The reason is that an inbound link implies your website is worthwhile to link to. It’s a vote of confidence for your website –from another website–. At the same time, an outbound link doesn’t say much about the value of your website.
At the same time, you also need to make sure that your inbound links are coming from -quality- websites. If the websites that link to yours are unrelated, have lots of useless content, and are hard to use, then your ranking won’t improve much.
Great links include websites that your target audience often visits.
For example, if your target audience includes dentists, then links from websites that discuss building a dental business would be great.
4. Write Good Page Tags
Page tags are snippets of code that are hidden in your website. They clue search engines on what your web pages are about.
Well-written page tags help search engines evaluate your pages, as well as help searchers know what your website is about before they click on it.
The four top tags to focus on are the Title Tag, the title of your page; the Description Tag, which describes the page in more detail; the Keywords Tag, which indicates the main keywords on the page; and the Alt Tag, which is used to describe images.
To write the tags well, make sure the tags relate directly to your web pages and use your keywords where possible.
For example, if you help professional men lose weight, then the title of your home page could be “Health Coaching for Overweight Professional Men.” This is directly related to what you do and includes various related keywords.

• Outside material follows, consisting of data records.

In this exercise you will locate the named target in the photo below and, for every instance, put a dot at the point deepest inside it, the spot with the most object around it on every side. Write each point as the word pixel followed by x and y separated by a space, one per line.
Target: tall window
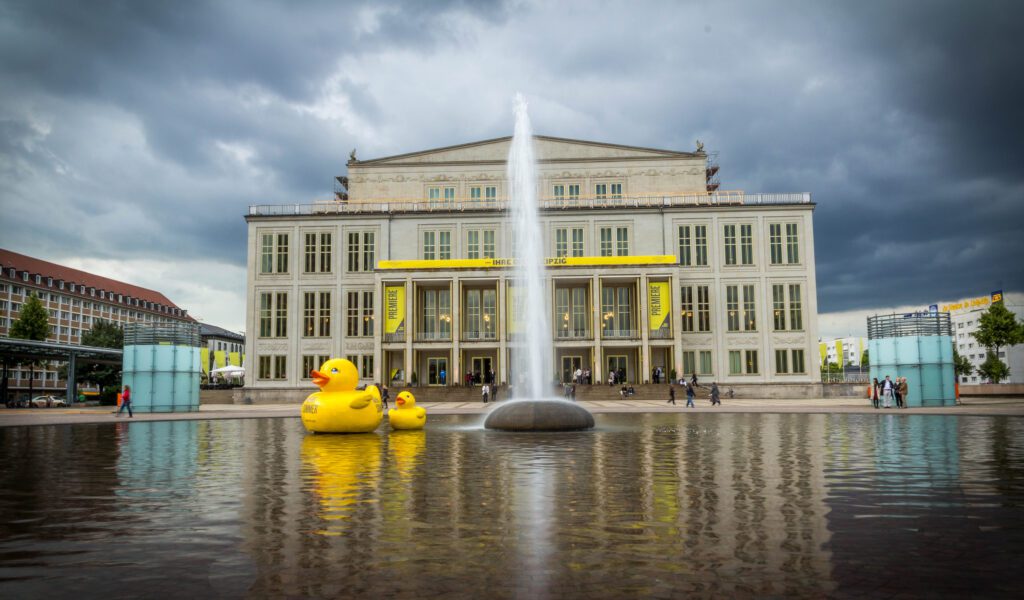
pixel 747 244
pixel 696 317
pixel 732 307
pixel 273 253
pixel 317 253
pixel 614 241
pixel 361 251
pixel 729 239
pixel 568 242
pixel 570 312
pixel 792 244
pixel 616 311
pixel 775 243
pixel 750 309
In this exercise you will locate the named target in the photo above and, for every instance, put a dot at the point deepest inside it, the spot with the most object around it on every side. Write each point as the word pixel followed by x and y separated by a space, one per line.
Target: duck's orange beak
pixel 318 378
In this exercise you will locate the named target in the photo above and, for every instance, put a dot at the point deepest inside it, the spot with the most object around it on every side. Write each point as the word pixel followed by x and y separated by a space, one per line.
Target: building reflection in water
pixel 646 505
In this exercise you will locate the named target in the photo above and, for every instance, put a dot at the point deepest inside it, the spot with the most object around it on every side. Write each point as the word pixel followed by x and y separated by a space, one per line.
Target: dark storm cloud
pixel 156 124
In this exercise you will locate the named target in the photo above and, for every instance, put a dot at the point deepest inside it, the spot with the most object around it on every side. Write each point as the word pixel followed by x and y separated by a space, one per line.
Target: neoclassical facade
pixel 407 272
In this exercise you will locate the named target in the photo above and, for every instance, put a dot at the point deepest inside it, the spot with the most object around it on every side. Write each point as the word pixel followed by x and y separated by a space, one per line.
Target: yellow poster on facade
pixel 658 305
pixel 394 309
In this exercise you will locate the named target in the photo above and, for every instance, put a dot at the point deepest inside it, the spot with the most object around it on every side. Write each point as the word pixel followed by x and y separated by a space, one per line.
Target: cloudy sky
pixel 133 135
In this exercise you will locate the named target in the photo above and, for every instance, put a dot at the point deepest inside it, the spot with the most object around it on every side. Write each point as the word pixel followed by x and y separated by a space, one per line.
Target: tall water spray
pixel 531 361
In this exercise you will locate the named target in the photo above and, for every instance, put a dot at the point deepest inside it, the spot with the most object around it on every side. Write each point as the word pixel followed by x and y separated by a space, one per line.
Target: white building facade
pixel 408 274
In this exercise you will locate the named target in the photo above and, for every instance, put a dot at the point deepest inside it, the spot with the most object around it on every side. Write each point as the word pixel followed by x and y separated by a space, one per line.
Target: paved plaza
pixel 1011 406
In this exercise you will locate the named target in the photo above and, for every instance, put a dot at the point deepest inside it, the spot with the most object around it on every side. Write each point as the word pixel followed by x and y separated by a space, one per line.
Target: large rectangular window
pixel 732 307
pixel 273 253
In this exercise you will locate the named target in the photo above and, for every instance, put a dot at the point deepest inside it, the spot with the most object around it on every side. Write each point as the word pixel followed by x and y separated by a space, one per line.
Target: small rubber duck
pixel 406 414
pixel 339 408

5. Check Your Stats to Win
In your statistics, you can find a whole host of information – vital stuff to know if you’re actually doing things right.
A good starting point when looking at stats is to see:
- how many people are visiting your website
- from which websites your visitors are coming from
- What keywords are people using to find your website?
- Which pages are they looking at
- if there are pages not being visited
Here are two examples of how checking your stats can improve your website.
Example 1: When looking at your stats, you may discover that one of your pages has never been visited. You should contact your designer to make sure there are no technical errors.
Example 2: In your stats, you may find that almost every visitor who goes to a specific page ends up calling you for a free coaching session. Consider making this page more prominent.
A good statistics tool is Google Analytics. It has a lot of information and is easier to understand than many other stat programs. And it’s free.
Here are Those 5 Keys in a Nutshell
- Make your website search engine friendly
- Get good keywords into your pages
- Getting quality inbound links
- Write good page tags
- Checking your stats to improve
With more traffic to your website, you can grow your coaching business with more clients, more email list subscribers, and more product sales.